Limiting Prosecutions Under the Foreign Agents Registration Act and Environmental Laws
Bondi instructed that prosecutions under the Foreign Agents Registration Act (FARA) and related laws are to "be limited to instances of alleged conduct similar to more traditional espionage by foreign government actors." Bondi disbanded the Foreign Influence Task Force and National Security Division's Corporate Enforcement Unit. For now, the Counterintelligence and Export Control Section, including the FARA Unit, is directed to focus on civil enforcement, regulatory initiatives, and public guidance.
Bondi also rescinded prior DOJ guidance that prioritized enforcement of certain environmental laws and focused on environmental justice.
New Priorities For Money Laundering Investigations and Asset Forfeiture
Bondi also directed the DOJ Criminal Division's Money Laundering and Asset Recovery Section to "prioritize investigations, prosecutions, and asset forfeiture actions that target activities of cartels and TCOs." Calling for the dissolution of the Russia-focused Task Force KleptoCapture and the Criminal Division's Kleptocracy Asset Recovery Initiative, resources previously devoted to those Russia-focused efforts are to be "committed to the total elimination of cartels and TCOs." The U.S. Department of Treasury Financial Crimes Enforcement Network (FinCEN) and other financial regulators have enforcement authority with respect to financial institutions' compliance with Bank Secrecy Act (BSA) and anti-money laundering requirements.

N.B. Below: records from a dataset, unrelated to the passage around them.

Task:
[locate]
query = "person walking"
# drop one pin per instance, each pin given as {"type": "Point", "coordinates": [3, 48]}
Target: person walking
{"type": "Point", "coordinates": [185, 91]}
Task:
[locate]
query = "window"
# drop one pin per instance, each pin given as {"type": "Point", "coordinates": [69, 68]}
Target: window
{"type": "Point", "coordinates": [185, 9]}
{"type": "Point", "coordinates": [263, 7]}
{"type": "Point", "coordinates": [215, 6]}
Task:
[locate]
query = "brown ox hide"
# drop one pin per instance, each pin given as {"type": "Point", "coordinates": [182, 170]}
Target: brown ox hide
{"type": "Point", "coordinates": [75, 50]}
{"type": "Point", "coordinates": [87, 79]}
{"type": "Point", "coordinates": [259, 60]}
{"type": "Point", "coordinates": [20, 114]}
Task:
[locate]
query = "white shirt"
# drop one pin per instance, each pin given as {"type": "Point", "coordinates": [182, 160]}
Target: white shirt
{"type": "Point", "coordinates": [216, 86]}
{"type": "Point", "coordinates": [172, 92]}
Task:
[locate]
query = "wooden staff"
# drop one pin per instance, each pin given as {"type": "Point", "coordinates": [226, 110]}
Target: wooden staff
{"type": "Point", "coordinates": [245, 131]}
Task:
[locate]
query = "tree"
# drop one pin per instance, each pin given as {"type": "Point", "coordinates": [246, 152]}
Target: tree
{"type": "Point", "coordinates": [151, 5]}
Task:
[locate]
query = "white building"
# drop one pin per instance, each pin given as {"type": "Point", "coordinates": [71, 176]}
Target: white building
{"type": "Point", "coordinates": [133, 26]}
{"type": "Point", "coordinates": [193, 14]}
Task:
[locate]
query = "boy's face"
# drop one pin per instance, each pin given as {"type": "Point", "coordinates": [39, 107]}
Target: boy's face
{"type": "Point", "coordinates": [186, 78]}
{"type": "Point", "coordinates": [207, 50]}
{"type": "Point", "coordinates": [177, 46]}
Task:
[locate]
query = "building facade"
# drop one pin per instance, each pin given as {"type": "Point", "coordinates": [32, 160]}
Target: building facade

Key Considerations for Companies
While much of the DOJ's guidance is still forthcoming, companies should start evaluating their existing compliance programs and policies and procedures with an eye toward DOJ's new priorities.
- With respect to FCPA enforcement, companies should consider the detailed implications and guidance provided here, and continue to uphold strong anti-bribery and anti-corruption policies.
- As Bondi is already considering potential criminal and civil enforcement actions related to DEIA policies, companies must begin reviewing their DEIA policies and programs to ensure they are consistent with federal law and DOJ guidance and that any certifications made to the government about their DEIA policies are accurate.
- Companies under a consent decree or settlement agreement should review closely to determine if any requirements might be DEIA focused and consider how the DOJ's new policies might affect those requirements.
- It is imperative that companies examine their hiring and employment policies and practices to ensure compliance with all federal immigration laws, including Form I-9 policies and necessary recordkeeping policies.
- As the DOJ focuses its efforts on eliminating cartels and TCOs, companies that operate in areas with the strong presence of cartels or TCOs, particularly Mexico and Latin America, must examine and be cautious with their interactions and business practices in those countries. These companies should examine and ensure they have strong compliance programs in place to avoid the risk of investigation and enforcement. With the new administration's focus on eliminating cartels and TCOs, financial institutions should also ensure they maintain robust and effective anti-money laundering programs.